New Childhood Obesity Guidelines Say It’s a Disease That Needs Treatment
As a teenager, Sean Rutherford was an insomniac. So between midnight and 5 a.m., Rutherford would play Dido and Sarah McLachlan on a Walkman while they walked the entirety of their apartment complex in Lafayette, Louisiana. For an occasional break, they’d sit by the pool. But then it was back to pacing the complex.
Now 35, a professional medium and TikTok creator in New Orleans, Rutherford points to these moments as one example of an active lifestyle led by a kid in a big body that stayed big. Throughout childhood, Rutherford was dragged from pediatrician to nutritionist to dietitian. The food restrictions their mother imposed under medical guidance, combined with the general lack of effective medical treatment or results from any diet, damaged Rutherford’s relationship with food and left them with the feeling there was something irreparably wrong with them.

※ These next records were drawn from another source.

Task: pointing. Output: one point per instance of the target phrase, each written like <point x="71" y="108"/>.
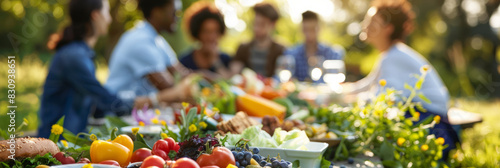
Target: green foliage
<point x="381" y="128"/>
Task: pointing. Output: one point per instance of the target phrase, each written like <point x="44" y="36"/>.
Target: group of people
<point x="142" y="65"/>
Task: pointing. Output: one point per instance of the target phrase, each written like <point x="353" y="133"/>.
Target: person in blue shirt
<point x="398" y="63"/>
<point x="206" y="26"/>
<point x="311" y="53"/>
<point x="142" y="62"/>
<point x="71" y="88"/>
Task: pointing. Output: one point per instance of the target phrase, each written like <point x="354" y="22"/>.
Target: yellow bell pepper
<point x="120" y="150"/>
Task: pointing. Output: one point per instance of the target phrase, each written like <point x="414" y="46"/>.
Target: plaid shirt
<point x="302" y="71"/>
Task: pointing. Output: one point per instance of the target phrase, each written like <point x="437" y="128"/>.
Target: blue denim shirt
<point x="139" y="52"/>
<point x="302" y="71"/>
<point x="72" y="90"/>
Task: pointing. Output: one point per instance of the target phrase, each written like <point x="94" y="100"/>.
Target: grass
<point x="480" y="144"/>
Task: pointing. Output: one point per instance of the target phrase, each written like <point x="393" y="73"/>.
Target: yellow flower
<point x="437" y="119"/>
<point x="87" y="166"/>
<point x="185" y="104"/>
<point x="203" y="125"/>
<point x="365" y="112"/>
<point x="93" y="137"/>
<point x="424" y="147"/>
<point x="65" y="143"/>
<point x="154" y="120"/>
<point x="192" y="128"/>
<point x="382" y="82"/>
<point x="205" y="92"/>
<point x="440" y="141"/>
<point x="401" y="141"/>
<point x="416" y="116"/>
<point x="135" y="130"/>
<point x="164" y="136"/>
<point x="57" y="129"/>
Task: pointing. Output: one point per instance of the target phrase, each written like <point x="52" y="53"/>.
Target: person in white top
<point x="385" y="26"/>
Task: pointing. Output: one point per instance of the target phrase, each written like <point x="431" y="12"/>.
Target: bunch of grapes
<point x="192" y="147"/>
<point x="244" y="157"/>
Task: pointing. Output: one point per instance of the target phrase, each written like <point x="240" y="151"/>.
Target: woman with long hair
<point x="386" y="25"/>
<point x="71" y="88"/>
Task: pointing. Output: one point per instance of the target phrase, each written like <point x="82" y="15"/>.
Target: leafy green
<point x="294" y="139"/>
<point x="46" y="159"/>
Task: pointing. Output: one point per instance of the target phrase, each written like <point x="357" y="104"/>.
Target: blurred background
<point x="459" y="37"/>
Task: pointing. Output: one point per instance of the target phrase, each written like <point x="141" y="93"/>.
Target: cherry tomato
<point x="153" y="160"/>
<point x="140" y="154"/>
<point x="63" y="158"/>
<point x="110" y="162"/>
<point x="185" y="163"/>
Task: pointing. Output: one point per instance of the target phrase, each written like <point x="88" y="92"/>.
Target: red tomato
<point x="110" y="162"/>
<point x="63" y="158"/>
<point x="185" y="163"/>
<point x="220" y="157"/>
<point x="84" y="160"/>
<point x="140" y="154"/>
<point x="153" y="160"/>
<point x="163" y="147"/>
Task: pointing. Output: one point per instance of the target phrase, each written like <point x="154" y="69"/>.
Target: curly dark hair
<point x="198" y="13"/>
<point x="309" y="15"/>
<point x="267" y="10"/>
<point x="397" y="13"/>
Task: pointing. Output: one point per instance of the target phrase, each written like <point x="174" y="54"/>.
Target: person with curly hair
<point x="386" y="25"/>
<point x="261" y="53"/>
<point x="206" y="25"/>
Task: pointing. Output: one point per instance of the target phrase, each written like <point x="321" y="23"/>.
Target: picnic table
<point x="463" y="118"/>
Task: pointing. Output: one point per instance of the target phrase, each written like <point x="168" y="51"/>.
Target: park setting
<point x="249" y="83"/>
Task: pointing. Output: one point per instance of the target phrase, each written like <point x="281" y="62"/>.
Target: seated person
<point x="142" y="61"/>
<point x="398" y="62"/>
<point x="71" y="88"/>
<point x="261" y="53"/>
<point x="308" y="54"/>
<point x="206" y="25"/>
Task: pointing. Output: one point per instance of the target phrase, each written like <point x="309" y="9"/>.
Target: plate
<point x="80" y="165"/>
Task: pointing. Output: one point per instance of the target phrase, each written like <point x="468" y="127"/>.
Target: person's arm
<point x="79" y="76"/>
<point x="161" y="80"/>
<point x="237" y="64"/>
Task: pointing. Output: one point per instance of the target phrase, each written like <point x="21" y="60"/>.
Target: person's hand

“My relationship with food became my number one reason why I think it was really problematic,” Rutherford said of the advice and health care they received as a child. “I find science and medicine doesn’t take into account that everyone’s body is different.”
All the fad diets — including keto, which was more effective than the others but had to be stopped because it became unaffordable to sustain, as well as two Weight Watchers stints before age 21 — were similarly unhelpful to Rutherford as an adult. Today, they’re looking for the same answers as when they were a kid, coming up against the same barriers in health care and navigating the same thorny conversations about the size of their body.
“You’re shut out of doors,” Rutherford said of their experience at the doctor’s office. “You get your thyroid checked once, they find out there’s nothing wrong — they never want to check it again,” Rutherford said. “They don’t want to run deeper tests, they don’t want to do anything.”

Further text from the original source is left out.